Marcher « normalement », en posant d’abord le talon, dans une connexion immédiate au sol ; la marche classique, légère et silencieuse, tend à faire attaquer la marche par la pointe du pied. Changements qui entrent par la marche, par les pieds qui se posent sur le sol et posent la question du commun.
On marche... En marchant, s’hybrident la marche de la rue, la marche à l'intérieur. Intrusion d’anonyme et de singularité de la démarche, que l’on reconnaît aux pas dans les escaliers : à la fois commune et singulière.

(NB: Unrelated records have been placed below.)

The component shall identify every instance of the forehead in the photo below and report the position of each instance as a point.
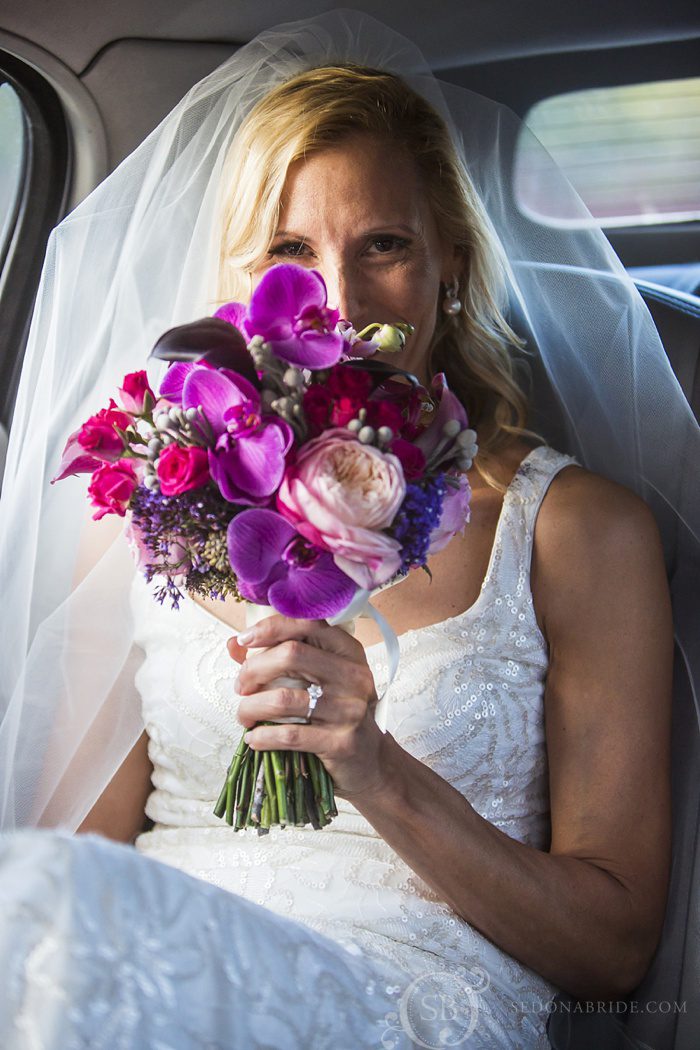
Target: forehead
(362, 181)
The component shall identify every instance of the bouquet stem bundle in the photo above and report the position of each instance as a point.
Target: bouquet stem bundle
(267, 788)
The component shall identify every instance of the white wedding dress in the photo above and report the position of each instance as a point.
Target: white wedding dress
(298, 939)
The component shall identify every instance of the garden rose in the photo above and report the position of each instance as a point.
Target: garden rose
(179, 469)
(340, 495)
(135, 391)
(112, 487)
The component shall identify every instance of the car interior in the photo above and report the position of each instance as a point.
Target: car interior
(82, 85)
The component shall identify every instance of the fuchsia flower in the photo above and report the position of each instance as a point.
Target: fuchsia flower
(111, 488)
(136, 392)
(179, 469)
(94, 442)
(411, 459)
(289, 310)
(277, 566)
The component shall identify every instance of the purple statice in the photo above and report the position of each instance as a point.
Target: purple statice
(418, 516)
(183, 538)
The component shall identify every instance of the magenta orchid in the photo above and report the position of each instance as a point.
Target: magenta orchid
(248, 459)
(289, 311)
(275, 565)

Entrer et marcher, tendre le fil entre la marche quotidienne et le mouvement dansé : souvent le regard est déterminant dans le déroulement de ce fil qui devient un terrain de jeu entre tension de la représentation et détente du geste quotidien, du corps quotidien. C’est que la connexion entre regard et marche se fait habituellement dans la direction vers laquelle on se dirige ; cette marche transposée sur scène ou au moins en public délie plus facilement peut-être cette connexion directionnelle, intentionnelle, en une attention sensible où le regard comme la marche est moins unidirectionnelle qu’expansive. Faire comme si je pouvais à tout moment aller et regarder dans n’importe quelle – autre – direction. Expansion périphérique du regard et de la marche par mon attention ouverte sur les appuis et les réarrangements corporels gravitaires. Je marche et ouvre mon attention aux appuis, conscience sensible qui s’amplifie en passant par l’interstice de ce détail.

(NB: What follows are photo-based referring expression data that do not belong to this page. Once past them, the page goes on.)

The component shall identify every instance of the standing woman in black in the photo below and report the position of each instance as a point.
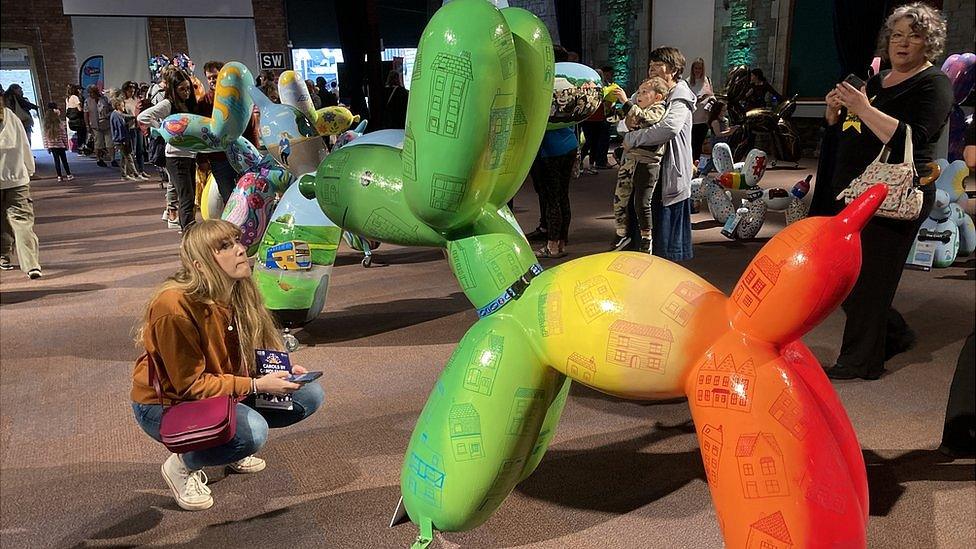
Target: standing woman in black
(915, 94)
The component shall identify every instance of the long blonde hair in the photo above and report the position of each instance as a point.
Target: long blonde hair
(201, 279)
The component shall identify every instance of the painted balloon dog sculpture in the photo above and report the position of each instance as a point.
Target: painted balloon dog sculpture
(948, 226)
(494, 410)
(746, 220)
(444, 182)
(296, 243)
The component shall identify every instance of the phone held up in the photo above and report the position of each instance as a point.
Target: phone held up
(855, 81)
(303, 378)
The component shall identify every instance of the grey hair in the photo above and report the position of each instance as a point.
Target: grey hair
(923, 19)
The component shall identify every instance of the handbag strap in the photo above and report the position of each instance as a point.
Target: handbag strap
(154, 378)
(909, 151)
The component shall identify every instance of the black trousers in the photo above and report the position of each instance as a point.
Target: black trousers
(60, 159)
(871, 321)
(182, 171)
(959, 433)
(550, 178)
(698, 134)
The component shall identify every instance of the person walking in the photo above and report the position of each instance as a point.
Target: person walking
(21, 107)
(98, 114)
(56, 140)
(180, 164)
(913, 94)
(16, 207)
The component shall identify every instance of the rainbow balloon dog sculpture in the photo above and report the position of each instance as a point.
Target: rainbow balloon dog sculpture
(627, 324)
(739, 183)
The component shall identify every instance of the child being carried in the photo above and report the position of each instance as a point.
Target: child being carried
(640, 167)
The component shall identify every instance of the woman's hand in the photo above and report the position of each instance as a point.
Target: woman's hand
(275, 384)
(833, 107)
(854, 99)
(621, 95)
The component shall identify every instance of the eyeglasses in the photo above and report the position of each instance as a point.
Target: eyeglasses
(913, 38)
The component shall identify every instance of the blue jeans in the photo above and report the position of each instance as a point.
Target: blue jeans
(138, 149)
(252, 426)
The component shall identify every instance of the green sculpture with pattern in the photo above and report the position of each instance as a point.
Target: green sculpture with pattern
(479, 103)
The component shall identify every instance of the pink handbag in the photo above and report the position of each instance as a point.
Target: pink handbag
(195, 424)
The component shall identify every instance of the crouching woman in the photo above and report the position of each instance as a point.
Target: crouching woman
(200, 332)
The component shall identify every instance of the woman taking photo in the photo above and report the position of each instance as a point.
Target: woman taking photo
(914, 94)
(180, 164)
(200, 331)
(671, 204)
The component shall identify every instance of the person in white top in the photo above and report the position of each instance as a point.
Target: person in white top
(74, 110)
(17, 219)
(180, 164)
(701, 86)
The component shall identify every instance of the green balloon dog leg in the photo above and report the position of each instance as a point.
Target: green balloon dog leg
(479, 429)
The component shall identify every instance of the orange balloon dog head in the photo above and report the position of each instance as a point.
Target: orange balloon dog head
(802, 273)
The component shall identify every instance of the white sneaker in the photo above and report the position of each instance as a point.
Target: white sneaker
(189, 487)
(250, 464)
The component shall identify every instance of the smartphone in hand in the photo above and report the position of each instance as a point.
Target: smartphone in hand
(302, 379)
(855, 81)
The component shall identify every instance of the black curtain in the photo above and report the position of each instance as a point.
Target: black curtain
(570, 25)
(359, 38)
(856, 27)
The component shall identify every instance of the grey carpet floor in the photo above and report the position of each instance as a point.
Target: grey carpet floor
(76, 471)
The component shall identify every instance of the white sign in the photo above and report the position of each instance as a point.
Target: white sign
(271, 60)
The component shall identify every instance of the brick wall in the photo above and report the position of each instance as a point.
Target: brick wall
(167, 36)
(271, 27)
(44, 29)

Je marche au présent, je laisse rouler mes pieds sur l’arrondi épais de la terre, l’imagination est sensation dans la danse. La marche souligne, à la différence de la course ou du saut qui feignent lui échapper, la continuité de ma relation gravitaire, il y a toujours une partie de mon corps en contact avec le sol, sans avoir à taper des talons, par le simple dé-roulé du pied. Le rouler comme expérimentation d’une continuité de la sensibilité de la relation gravitaire. Le simple roulé, le roulé des pieds qui marchent, où à chaque pas se réorganise tout le squelette, s’actualise cet écart d’une torsion gravitaire-lévitaire. À chaque pas un déplacement, du centre de gravité, depuis l’engagement de toute ma masse avec la masse de la terre, chaque pas entremêle pieds et poussière, qui dans un sillon déplace leur rencontre féconde à une lieue de là.

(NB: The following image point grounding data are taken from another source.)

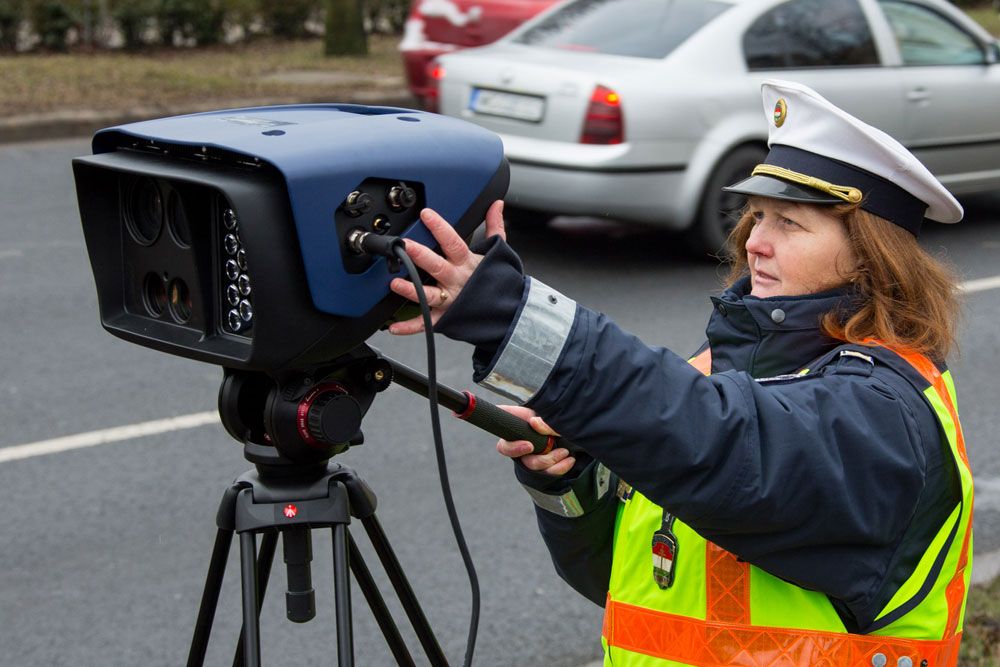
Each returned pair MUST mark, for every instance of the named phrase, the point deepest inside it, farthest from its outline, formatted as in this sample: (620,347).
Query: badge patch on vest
(665,553)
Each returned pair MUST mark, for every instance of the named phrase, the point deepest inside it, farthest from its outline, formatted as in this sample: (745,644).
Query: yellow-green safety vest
(724,611)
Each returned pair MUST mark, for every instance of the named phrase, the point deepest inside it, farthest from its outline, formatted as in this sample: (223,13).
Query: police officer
(798,492)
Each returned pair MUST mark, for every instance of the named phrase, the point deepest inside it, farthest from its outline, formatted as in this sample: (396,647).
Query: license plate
(508,105)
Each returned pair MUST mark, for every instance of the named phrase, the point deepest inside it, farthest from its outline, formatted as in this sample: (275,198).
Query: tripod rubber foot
(300,606)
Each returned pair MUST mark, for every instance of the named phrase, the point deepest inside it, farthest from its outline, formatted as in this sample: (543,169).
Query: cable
(400,254)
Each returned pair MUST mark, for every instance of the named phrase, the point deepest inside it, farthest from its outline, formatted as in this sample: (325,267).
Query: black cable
(449,502)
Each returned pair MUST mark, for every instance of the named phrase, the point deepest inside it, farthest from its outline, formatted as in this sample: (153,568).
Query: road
(104,549)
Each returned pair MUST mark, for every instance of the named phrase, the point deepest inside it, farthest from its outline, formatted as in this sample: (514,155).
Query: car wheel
(719,211)
(525,217)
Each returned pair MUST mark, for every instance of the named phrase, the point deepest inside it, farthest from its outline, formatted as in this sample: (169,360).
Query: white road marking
(116,434)
(980,284)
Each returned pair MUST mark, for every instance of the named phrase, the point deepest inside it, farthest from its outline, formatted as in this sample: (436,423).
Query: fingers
(452,245)
(494,221)
(528,415)
(429,261)
(557,462)
(436,296)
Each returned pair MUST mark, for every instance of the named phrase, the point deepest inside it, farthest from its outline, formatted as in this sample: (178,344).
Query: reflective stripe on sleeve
(535,345)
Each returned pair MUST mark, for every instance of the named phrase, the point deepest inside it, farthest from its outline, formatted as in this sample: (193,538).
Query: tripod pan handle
(502,424)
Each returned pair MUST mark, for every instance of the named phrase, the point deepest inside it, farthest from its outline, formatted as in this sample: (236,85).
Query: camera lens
(180,301)
(229,219)
(144,210)
(154,294)
(177,220)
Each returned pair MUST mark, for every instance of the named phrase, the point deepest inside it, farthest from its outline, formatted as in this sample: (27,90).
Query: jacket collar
(770,336)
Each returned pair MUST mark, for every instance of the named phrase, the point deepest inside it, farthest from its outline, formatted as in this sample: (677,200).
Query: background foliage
(62,25)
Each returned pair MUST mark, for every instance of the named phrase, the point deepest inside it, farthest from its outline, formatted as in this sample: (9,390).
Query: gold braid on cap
(847,193)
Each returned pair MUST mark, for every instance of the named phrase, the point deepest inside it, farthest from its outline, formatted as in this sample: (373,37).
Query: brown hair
(907,298)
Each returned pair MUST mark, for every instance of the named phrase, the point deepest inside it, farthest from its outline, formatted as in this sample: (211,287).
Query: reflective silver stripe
(603,476)
(538,338)
(565,505)
(568,504)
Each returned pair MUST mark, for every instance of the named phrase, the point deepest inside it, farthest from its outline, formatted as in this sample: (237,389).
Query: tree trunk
(345,30)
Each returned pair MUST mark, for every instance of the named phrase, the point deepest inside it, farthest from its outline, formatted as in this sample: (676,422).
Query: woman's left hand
(451,271)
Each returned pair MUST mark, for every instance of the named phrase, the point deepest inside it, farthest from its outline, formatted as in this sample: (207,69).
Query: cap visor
(766,186)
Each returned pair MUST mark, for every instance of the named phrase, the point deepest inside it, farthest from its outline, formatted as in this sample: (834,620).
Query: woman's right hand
(556,463)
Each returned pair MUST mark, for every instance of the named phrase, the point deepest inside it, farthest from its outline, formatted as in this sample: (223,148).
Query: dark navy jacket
(836,481)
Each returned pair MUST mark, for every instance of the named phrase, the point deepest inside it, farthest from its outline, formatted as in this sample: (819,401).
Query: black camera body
(222,236)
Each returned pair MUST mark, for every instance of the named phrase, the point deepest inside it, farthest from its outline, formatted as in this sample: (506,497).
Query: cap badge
(780,112)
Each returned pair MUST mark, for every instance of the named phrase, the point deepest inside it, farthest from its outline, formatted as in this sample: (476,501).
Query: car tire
(718,211)
(525,217)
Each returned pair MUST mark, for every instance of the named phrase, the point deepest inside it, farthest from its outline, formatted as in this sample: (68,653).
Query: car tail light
(435,72)
(603,123)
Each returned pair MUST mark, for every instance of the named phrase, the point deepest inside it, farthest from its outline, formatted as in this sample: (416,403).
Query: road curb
(84,122)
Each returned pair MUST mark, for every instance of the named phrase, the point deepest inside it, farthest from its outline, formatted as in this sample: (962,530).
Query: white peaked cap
(822,154)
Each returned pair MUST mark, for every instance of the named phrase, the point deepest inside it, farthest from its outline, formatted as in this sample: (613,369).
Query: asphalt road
(104,549)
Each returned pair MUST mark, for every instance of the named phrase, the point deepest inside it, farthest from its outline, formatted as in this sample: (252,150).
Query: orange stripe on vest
(706,644)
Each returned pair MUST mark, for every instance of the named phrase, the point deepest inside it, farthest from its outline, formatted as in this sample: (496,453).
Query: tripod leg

Un pas de côté, le geste inaugural de l’An 01 : des gens, en faisant un pas de côté, emmènent un bout du monde avec eux, « tirent la nappe en partant », parce que leur poids est pleinement engagé dans la réalité présente. Pas une prise de recul, mais un déplacement, un décentrement du jeu, articulé entre le centre de gravité et les centres du monde.
Le pas est bien plus l’intervalle que le point, la relation gravitaire s’ouvre à la continuité du temps dans une marche qui n’en finit pas, dans un pas qui n’a jamais fini ; le pied se soulevant projette déjà sa trajectoire vers le sol, où il se pose en même temps que l’autre pied soulève le talon. Indivisibilité d’un pas, et de toute une marche, de « quelques secondes, ou des jours, des mois, des années ».